I am currently trying to figure out a good configuration to make a Bastion host highly available. I want to meet the following targets:
- The bastion host(s) need to able to withstand a Availability Zone failure and ec2 instance failure. A small downtime (a few minutes) may be acceptable.
- The bastion host(s) needs to be reachable via a permanent DNS entry.
- No manual intervention needed
My current setup is as follows: Bastion host in Auto Scaling Group in two availability zones, ELB in front of the Auto Scaling Group.
This setup has a few advantages:
- Easy to setup using CloudFormation
- Auto Scaling Groups over two AZs can be used to guarantee availability
- The does not count towards the accounts EIP limit
It also has some disadvantages:
- With two or more bastion hosts behind the ELB, SSH host key warnings are common, and I do not want our users to get accustomed to ignore SSH warnings.
- The ELB costs money, as opposed to EIP. About as much as the bastion host, actually.
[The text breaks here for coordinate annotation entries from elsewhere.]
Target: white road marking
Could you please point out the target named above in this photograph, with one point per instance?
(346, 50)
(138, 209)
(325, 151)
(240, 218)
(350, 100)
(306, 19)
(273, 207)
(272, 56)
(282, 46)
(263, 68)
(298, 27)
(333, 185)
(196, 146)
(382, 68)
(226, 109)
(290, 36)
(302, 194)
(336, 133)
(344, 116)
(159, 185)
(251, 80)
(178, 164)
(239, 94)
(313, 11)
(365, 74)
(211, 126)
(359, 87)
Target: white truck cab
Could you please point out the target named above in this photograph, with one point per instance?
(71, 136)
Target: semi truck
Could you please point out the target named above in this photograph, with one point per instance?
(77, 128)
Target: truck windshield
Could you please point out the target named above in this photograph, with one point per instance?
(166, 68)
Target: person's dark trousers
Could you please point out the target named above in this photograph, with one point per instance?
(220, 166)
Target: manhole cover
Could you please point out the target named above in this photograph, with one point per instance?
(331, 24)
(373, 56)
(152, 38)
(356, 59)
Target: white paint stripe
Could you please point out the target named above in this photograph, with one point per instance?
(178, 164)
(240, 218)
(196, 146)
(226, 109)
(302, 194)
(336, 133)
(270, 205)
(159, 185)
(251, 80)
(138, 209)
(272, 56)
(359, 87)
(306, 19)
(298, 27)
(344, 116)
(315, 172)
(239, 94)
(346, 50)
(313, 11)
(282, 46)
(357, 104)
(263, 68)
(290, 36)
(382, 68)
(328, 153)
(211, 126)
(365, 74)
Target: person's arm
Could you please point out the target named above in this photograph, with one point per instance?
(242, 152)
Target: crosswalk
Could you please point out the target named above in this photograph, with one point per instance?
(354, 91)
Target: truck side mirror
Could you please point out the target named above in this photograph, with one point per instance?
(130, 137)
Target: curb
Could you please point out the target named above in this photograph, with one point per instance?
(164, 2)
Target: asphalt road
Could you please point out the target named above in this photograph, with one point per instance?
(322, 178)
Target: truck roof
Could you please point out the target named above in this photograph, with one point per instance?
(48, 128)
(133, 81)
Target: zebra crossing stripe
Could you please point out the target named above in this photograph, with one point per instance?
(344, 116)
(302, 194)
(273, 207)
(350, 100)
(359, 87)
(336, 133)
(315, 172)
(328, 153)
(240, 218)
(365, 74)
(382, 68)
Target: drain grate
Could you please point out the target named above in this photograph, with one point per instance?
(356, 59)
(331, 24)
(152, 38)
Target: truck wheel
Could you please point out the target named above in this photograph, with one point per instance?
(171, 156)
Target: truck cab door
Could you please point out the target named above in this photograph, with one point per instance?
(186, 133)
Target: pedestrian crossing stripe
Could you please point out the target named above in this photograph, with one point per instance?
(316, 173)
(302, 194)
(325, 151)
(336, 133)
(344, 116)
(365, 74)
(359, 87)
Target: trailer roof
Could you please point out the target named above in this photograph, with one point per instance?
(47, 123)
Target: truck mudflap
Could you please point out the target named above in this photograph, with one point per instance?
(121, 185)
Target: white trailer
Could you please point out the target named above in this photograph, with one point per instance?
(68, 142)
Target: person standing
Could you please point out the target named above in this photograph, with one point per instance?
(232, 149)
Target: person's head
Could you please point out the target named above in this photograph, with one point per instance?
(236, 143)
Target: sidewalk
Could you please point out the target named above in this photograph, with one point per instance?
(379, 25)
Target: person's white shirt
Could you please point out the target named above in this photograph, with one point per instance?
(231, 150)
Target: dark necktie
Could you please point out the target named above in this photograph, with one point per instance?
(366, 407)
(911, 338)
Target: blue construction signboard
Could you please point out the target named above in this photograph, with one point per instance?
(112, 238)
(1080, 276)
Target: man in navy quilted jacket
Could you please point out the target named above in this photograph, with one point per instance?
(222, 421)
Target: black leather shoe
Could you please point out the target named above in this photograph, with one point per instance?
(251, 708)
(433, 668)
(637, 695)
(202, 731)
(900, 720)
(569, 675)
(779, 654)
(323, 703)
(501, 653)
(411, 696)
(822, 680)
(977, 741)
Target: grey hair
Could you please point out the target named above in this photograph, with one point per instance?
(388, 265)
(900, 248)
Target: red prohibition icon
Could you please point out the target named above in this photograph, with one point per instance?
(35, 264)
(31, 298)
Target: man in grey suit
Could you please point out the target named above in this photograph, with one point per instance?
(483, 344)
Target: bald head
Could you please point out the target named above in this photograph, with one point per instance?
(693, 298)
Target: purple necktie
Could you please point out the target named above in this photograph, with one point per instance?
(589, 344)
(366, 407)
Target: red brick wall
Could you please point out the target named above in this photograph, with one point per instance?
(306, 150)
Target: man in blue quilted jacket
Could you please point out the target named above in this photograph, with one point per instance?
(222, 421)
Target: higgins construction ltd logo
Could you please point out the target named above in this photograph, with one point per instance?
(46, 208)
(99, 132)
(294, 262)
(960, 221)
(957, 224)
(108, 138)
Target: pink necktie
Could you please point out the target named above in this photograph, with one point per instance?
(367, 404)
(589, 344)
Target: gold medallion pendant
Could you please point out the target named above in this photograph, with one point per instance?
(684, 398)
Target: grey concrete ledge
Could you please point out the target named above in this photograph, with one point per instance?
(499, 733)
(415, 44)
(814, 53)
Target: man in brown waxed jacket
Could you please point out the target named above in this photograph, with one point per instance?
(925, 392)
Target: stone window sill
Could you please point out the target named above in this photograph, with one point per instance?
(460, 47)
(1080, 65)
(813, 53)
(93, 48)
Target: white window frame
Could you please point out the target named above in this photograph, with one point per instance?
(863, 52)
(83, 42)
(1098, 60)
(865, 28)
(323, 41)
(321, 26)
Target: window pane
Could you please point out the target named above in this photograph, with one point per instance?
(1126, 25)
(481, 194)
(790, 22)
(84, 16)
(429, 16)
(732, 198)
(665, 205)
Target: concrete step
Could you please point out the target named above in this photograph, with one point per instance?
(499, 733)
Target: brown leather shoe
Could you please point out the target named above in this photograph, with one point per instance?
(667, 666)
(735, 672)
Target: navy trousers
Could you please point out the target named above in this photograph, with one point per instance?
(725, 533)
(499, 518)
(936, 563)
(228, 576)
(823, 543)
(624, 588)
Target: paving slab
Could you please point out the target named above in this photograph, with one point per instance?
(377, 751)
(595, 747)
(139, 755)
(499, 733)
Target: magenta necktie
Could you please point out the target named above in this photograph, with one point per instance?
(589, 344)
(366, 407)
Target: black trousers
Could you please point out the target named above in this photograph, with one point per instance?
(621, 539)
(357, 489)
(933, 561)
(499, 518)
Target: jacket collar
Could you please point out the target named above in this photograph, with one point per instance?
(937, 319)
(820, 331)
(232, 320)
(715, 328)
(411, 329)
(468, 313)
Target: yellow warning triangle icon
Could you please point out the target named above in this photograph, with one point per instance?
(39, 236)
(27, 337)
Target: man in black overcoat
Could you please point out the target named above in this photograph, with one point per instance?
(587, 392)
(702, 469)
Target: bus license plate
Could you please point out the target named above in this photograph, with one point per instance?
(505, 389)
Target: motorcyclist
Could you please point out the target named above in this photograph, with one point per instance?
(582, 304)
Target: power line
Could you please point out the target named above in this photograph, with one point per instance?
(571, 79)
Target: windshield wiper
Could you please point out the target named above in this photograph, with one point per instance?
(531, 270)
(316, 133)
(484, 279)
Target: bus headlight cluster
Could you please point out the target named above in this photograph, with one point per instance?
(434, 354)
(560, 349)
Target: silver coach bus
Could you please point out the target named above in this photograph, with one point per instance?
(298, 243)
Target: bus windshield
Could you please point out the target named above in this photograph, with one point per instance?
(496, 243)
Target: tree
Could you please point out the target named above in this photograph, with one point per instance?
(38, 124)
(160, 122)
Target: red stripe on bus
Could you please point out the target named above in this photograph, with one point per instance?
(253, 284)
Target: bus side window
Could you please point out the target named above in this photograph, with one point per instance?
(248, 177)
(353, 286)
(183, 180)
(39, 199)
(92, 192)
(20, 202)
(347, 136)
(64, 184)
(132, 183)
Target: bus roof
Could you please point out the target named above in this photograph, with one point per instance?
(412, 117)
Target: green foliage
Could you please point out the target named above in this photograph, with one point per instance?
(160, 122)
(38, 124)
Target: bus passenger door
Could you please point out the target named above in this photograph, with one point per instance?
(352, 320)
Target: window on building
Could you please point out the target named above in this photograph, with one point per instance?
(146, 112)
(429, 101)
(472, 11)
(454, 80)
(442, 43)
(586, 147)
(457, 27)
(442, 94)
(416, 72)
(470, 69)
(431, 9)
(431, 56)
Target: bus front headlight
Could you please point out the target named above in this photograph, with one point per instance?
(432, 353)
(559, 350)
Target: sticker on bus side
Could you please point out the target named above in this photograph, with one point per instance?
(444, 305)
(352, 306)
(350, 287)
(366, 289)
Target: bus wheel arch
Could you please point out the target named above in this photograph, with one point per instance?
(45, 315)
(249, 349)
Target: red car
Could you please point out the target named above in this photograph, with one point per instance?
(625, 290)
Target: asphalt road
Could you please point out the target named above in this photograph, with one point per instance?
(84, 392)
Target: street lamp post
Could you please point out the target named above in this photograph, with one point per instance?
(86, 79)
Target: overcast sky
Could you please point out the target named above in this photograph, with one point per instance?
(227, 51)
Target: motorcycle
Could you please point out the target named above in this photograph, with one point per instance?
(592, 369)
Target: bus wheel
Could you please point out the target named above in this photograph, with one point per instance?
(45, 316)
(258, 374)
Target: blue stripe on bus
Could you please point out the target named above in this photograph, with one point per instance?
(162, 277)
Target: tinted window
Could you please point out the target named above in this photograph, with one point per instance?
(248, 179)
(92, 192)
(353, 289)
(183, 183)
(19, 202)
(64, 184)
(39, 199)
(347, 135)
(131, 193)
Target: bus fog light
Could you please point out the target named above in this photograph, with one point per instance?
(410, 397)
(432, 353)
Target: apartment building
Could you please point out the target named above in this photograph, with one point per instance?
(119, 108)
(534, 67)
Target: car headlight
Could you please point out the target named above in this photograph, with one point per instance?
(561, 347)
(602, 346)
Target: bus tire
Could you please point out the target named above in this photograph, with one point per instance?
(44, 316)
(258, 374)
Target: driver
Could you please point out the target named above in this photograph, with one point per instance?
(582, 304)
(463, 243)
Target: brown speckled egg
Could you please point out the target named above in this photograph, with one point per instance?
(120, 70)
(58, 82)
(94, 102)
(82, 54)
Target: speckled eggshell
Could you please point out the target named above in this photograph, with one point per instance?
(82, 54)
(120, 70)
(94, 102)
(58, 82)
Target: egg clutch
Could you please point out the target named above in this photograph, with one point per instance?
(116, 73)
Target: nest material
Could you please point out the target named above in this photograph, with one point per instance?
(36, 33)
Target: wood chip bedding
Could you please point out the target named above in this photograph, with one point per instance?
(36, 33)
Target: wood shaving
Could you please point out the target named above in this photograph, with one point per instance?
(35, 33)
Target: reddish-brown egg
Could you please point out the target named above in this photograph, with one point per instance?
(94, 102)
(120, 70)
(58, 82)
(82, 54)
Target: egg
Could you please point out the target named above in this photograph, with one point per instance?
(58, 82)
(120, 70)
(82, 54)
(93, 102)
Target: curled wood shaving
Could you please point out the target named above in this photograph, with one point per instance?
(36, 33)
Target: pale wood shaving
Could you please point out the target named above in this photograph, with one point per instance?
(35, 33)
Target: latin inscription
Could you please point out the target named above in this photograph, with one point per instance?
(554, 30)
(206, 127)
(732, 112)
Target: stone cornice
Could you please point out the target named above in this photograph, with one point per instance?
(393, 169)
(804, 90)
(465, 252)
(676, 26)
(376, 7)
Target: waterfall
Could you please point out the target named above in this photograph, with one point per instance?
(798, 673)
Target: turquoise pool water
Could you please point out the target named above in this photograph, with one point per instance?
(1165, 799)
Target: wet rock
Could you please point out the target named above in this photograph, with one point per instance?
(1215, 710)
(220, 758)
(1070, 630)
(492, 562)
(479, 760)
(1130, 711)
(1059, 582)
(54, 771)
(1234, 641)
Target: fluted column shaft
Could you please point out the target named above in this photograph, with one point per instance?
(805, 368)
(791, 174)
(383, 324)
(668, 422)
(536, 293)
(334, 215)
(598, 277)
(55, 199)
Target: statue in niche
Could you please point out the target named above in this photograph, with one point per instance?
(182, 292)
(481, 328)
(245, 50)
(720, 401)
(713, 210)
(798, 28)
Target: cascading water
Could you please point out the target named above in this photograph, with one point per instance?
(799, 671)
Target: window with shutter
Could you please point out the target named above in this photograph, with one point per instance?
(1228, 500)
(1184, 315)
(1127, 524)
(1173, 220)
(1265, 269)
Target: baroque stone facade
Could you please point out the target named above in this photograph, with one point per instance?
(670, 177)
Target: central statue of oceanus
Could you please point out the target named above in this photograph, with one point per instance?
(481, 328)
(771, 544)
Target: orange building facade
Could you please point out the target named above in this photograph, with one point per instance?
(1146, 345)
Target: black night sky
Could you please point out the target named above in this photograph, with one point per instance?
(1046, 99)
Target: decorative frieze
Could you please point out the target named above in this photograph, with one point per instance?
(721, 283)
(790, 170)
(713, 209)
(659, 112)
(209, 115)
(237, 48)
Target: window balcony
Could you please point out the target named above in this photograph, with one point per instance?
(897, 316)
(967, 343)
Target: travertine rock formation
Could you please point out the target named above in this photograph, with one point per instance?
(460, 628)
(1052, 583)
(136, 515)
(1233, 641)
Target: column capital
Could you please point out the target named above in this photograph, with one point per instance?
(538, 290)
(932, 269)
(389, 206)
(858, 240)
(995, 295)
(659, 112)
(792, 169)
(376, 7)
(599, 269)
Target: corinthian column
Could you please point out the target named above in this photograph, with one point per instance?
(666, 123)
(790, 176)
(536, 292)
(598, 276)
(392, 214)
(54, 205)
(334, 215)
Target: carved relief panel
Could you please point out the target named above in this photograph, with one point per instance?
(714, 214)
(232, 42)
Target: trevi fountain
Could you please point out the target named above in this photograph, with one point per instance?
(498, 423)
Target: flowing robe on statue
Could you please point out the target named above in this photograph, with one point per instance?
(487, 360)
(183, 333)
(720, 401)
This is not really much of a concern, I added this point only for sake of completeness.
The obvious other solution is to use an ElasticIP, which has - as I see it - a few drawbacks:
- I can (obvously) not attach an EIP to an Auto Scaling Group directly
- When not using Auto Scaling Groups, I have to put something in place that starts new EC2 bastion hosts if the old ones fail, e.g. using AWS Lambda. This adds additional complexity.
- When the EIP is attached to an Auto Scaling Group manually, on Availability Zone failure, the EIP will get unattached and not be reattached to a new instance. Again, this can be resolved by running a program (on the instance or AWS Lambda) that reattaches the EIP to an instance. Again this adds additional complexity.
What are best practices for High availability SSH instances, i.e. bastion hosts?
It looks like the requirement is to provide bastion functionality at lowest reasonable cost with an RTO of say 5 minutes. No RPO is applicable as it's effectively a stateless proxy that can be rebuilt easily.
I'd have a bastion host, defined either as an AMI or CloudFormation script (AMI is faster), inside an autoscaling group with min/max/target set to 1. I wouldn't have a load balancer as there's no need for that as far as I can see. This instance would be registered with Route53 with a public domain name so even if the instance changes you will be able to access it, and that should eliminate SSH warnings. I might start with one instance in each subnet, but I'd probably turn one off if they're reliable enough - they should be.
A CloudFormation deployment of bastion hosts is described by Amazon here. Amazon have a best practice guide here. You shouldn't address internal resources using their Elastic IP as they're public IPs and traffic to them is charged, whereas private IP traffic isn't charged. Domain names are cheaper. This might involve some CloudFormation script tweaking.